図1:各国の1人当たり名目GDPランキング推移 出典:IMF - World Economic Outlook Database(クリックで拡大)

 標準的な経済成長理論によれば、「国民1人当たり実質GDP*)」の成長率は、技術進歩率および資本深化(1人当たりの資本が蓄積されること)のスピードに依存する。これは、働く人たちに備わる技術が高まれば、それは1人当たり実質GDPを押し上げることにつながるという意味だ。加えて、1人当たりに備わる資本が増えるほど、それを活用して多くの財を生産することが可能となる。

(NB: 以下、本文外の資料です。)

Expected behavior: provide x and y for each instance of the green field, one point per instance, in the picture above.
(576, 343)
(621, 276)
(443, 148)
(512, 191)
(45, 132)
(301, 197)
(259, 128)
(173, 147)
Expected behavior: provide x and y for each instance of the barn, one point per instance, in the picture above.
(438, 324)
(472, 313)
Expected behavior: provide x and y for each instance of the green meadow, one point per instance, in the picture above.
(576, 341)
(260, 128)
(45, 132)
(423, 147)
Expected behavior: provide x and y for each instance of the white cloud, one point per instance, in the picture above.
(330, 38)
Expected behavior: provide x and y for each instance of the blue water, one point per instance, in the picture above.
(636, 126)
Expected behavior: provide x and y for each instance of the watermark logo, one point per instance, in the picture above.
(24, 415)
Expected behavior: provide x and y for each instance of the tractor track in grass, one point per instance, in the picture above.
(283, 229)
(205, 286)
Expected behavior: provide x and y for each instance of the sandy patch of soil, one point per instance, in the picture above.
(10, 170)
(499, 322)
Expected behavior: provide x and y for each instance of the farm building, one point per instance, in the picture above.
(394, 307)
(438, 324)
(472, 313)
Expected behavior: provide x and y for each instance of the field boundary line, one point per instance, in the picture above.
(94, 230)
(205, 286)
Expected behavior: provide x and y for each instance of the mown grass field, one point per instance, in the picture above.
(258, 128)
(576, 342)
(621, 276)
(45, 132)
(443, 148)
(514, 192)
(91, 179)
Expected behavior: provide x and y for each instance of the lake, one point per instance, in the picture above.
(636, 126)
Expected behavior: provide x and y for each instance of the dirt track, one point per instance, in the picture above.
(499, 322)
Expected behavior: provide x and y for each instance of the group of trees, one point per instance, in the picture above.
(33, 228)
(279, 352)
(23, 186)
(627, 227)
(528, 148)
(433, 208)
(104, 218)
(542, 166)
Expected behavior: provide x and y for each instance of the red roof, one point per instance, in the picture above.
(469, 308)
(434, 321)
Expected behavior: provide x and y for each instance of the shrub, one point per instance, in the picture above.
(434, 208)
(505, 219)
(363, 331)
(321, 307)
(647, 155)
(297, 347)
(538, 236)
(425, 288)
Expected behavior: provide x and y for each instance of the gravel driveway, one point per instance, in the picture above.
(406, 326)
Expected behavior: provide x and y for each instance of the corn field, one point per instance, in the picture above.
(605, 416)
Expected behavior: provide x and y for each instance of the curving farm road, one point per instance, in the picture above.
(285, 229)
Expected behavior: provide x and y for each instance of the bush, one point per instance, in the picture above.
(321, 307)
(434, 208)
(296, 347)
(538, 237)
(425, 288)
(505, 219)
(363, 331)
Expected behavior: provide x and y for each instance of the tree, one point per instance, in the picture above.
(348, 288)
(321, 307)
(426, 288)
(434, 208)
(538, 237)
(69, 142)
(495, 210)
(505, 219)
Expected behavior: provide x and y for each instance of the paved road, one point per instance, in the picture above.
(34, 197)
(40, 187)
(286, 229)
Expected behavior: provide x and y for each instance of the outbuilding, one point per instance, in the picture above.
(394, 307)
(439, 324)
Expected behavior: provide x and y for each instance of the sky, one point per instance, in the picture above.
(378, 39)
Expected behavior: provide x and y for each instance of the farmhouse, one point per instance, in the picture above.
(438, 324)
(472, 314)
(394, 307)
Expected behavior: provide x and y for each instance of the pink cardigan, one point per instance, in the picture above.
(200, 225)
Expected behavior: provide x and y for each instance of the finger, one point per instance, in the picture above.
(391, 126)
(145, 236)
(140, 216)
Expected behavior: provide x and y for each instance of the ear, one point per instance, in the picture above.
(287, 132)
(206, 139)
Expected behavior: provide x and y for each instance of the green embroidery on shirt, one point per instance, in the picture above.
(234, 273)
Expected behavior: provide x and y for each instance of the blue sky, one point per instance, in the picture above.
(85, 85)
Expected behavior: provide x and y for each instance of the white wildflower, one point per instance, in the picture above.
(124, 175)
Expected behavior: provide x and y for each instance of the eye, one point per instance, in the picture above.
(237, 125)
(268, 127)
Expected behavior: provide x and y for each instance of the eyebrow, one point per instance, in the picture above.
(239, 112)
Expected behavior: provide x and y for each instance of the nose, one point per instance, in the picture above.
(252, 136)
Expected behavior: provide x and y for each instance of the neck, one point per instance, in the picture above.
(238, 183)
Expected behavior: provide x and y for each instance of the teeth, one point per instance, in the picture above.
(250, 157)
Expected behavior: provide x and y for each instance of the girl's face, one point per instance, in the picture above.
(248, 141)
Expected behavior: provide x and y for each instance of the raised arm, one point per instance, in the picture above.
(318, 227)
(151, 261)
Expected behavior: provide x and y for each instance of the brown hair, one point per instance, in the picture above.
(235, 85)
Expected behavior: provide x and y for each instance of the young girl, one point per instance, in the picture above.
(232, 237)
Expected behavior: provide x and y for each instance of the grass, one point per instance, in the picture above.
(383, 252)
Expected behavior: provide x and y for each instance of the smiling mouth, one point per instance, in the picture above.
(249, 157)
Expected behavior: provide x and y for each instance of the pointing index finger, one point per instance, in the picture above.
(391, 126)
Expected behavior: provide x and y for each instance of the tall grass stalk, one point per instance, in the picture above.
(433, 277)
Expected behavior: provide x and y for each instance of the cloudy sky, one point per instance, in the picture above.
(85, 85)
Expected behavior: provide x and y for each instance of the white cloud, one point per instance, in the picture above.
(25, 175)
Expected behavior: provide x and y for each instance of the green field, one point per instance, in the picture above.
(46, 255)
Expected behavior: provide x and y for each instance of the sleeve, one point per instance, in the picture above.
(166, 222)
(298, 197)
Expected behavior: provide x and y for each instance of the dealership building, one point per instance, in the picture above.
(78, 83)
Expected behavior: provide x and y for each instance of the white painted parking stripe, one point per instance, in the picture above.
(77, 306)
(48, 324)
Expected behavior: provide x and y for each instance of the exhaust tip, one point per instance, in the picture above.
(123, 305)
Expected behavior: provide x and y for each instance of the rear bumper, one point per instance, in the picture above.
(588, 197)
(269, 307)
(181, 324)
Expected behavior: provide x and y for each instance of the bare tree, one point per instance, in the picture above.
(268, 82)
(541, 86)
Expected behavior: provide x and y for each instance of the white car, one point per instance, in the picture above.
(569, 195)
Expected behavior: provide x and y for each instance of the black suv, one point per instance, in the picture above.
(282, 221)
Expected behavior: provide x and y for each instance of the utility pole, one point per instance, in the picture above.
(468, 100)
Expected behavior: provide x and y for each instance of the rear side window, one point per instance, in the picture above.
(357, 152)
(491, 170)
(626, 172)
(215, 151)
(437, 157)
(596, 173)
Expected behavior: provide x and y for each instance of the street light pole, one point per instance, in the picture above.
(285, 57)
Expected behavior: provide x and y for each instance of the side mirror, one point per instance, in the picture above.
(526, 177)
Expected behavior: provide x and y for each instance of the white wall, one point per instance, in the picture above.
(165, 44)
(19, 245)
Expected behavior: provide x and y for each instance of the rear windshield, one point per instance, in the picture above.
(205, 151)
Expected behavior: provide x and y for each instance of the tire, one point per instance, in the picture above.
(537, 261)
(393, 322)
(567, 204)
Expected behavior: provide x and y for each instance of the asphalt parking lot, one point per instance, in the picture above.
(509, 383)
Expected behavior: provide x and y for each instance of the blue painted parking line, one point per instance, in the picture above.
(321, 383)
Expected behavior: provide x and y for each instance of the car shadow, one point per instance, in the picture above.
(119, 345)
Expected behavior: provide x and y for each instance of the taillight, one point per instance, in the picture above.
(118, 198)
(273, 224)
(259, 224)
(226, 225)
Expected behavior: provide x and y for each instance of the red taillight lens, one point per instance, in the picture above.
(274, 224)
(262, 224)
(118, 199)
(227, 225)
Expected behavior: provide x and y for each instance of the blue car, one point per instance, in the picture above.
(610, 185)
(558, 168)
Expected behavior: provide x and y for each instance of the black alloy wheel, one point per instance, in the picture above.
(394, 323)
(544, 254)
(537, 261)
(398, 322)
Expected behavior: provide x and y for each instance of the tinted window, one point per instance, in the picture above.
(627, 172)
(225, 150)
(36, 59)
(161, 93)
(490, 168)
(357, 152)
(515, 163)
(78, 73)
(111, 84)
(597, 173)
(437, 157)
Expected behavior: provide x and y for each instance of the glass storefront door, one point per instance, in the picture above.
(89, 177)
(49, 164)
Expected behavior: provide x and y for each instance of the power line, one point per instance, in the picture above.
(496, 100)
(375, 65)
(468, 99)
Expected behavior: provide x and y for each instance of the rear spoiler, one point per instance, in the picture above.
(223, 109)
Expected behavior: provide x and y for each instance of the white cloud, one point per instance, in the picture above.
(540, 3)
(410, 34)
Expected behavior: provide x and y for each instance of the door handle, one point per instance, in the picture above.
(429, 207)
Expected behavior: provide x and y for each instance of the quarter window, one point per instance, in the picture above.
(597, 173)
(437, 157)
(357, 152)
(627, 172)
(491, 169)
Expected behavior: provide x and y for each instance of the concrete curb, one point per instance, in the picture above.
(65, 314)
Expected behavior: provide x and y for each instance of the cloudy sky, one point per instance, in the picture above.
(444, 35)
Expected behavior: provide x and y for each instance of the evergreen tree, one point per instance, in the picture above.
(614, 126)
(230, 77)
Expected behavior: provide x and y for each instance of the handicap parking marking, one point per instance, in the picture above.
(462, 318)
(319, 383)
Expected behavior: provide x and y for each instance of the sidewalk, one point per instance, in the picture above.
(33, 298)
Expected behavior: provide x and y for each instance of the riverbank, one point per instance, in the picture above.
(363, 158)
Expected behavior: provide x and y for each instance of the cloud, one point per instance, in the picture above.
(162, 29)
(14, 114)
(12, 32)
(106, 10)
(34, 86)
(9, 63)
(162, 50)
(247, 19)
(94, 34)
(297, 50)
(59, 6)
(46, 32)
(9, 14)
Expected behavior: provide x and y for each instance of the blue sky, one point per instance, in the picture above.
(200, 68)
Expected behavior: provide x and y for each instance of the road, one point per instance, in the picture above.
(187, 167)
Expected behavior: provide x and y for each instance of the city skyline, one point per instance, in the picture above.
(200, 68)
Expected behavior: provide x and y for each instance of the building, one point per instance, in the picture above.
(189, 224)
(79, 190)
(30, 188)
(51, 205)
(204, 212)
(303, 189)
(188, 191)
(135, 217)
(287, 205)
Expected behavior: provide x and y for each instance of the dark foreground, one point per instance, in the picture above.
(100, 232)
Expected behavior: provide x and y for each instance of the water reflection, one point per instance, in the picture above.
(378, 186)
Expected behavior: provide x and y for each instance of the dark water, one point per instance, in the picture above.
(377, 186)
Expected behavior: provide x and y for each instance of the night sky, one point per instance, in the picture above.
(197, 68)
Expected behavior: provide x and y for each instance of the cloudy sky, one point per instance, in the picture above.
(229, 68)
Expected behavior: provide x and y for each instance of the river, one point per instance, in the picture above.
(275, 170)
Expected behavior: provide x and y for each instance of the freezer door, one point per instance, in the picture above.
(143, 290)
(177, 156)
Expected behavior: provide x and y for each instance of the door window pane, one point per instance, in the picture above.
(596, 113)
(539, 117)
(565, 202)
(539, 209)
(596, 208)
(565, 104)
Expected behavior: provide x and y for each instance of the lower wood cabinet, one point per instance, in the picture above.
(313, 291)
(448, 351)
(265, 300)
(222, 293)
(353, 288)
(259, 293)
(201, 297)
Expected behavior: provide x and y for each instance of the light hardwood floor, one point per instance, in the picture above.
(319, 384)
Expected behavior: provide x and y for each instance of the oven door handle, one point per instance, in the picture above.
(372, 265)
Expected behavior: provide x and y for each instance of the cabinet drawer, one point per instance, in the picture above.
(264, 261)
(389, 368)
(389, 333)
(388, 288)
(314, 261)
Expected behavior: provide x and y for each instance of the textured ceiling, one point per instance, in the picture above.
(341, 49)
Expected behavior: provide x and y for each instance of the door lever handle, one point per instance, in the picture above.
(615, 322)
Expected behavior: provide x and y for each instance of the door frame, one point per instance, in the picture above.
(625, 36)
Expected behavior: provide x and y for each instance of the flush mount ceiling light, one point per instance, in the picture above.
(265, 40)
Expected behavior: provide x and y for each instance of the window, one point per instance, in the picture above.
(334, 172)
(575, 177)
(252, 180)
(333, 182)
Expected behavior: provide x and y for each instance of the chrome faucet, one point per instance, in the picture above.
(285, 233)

*)実質GDPは名目GDPから物価変動による影響を差し引いたもの。

 言い換えれば、新しい製品やソリューション、サービスはイノベーションによって生み出され、それらを実際に使う(使われなければ意味がないのだ)ことが、GDPを押し上げるのだ。専門的な議論は他に譲ることにして、大筋はこのような話になる。

 従って、今後日本が経済的な豊かさを維持していくためには、イノベーションを推し進めることが重要になる。それが、今後の日本の経済成長を支える大きな原動力になる。その意味で「イノベーションが日本を救う」のは間違いない。

 この連載を通して筆者は、日本でも世界に問える多くの研究成果が大学や研究機関から出て来ていること、世界に問える技術開発をしているベンチャー企業が以前に比べより多く生まれていることを述べてきた。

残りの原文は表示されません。